Duka di Perairan Maluku: Evaluasi Serius Pelaksanaan KKN di Indonesia
Evaluasi Serius Pelaksanaan KKN di Indonesia
Oleh: Tio Adhitama
Tragedi yang terjadi di perairan Maluku, saat perahu yang ditumpangi mahasiswa KKN Universitas Gadjah Mada terbalik dan merenggut dua nyawa muda—menjadi alarm keras bagi kita semua. Musibah ini bukan hanya tentang kehilangan, tetapi juga tentang pentingnya merenungi kembali arah dan esensi dari program pengabdian masyarakat yang selama ini diagungkan: Kuliah Kerja Nyata (KKN).
Sebagai program strategis dalam dunia pendidikan tinggi, KKN tidak sekadar bentuk pengabdian temporer. Ia merupakan wahana penting untuk membangun jembatan antara akademisi dan masyarakat. Melalui KKN, diharapkan mahasiswa tidak hanya membawa ilmu, tetapi juga belajar menyerap kearifan lokal, mendengar denyut nadi rakyat, dan menumbuhkan kepedulian sosial. Singkatnya, KKN seharusnya menjadi ruang pembelajaran karakter—bukan sekadar formalitas kewajiban kurikulum.
Namun, realitas hari ini tampaknya bergerak menjauh dari semangat awal tersebut.
Pengabdian yang Tergelincir pada Euforia
Dalam beberapa tahun terakhir, muncul fenomena yang mengkhawatirkan. Tidak sedikit mahasiswa yang menjadikan KKN sebagai ajang "liburan akademik." Lokasi dipilih bukan karena urgensi pembangunan masyarakat, tetapi karena potensi wisata yang "Instagramable." Banyak pula yang menyebut KKN sebagai "Kuliah Kerja Piknik"—istilah yang lahir bukan tanpa sebab.
Alih-alih berbaur dan belajar dari warga, sejumlah mahasiswa justru terjebak dalam euforia wisata, kehilangan arah pengabdian, dan melupakan tanggung jawab sosial. Sopan santun pun sering kali menjadi barang mahal. Etika terhadap warga lokal diabaikan, waktu tidak dikelola dengan bijak, dan kedewasaan dalam bersikap belum sepenuhnya tercermin, meski mereka menyandang gelar sebagai “mahasiswa”—gelar yang seharusnya mencerminkan kualitas nalar, moral, dan karakter.

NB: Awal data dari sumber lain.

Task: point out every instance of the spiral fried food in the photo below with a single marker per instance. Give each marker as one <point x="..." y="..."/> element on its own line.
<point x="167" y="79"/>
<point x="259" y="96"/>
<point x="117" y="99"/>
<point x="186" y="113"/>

Pembekalan dan matrikulasi sebelum penerjunan memang telah menjadi bagian dari prosedur. Namun yang belum sepenuhnya disentuh adalah aspek keberlanjutan dan ketahanan karakter di lapangan. Persoalan yang timbul bukan hanya karena kurangnya informasi teknis, tetapi juga karena lemahnya pemahaman nilai dan orientasi diri.
Kualitas Individu Menentukan Keselamatan Kolektif
Musibah seperti yang terjadi di Maluku sesungguhnya merupakan akumulasi dari banyak hal. Dalam konteks manajemen risiko, keputusan kecil dari satu individu dapat berdampak besar terhadap keselamatan kelompok. Maka kita harus bertanya dengan lebih serius:
Apakah mahasiswa kita benar-benar siap secara mental dan karakter untuk hidup berdampingan dengan masyarakat yang berbeda secara budaya, infrastruktur, dan dinamika sosial?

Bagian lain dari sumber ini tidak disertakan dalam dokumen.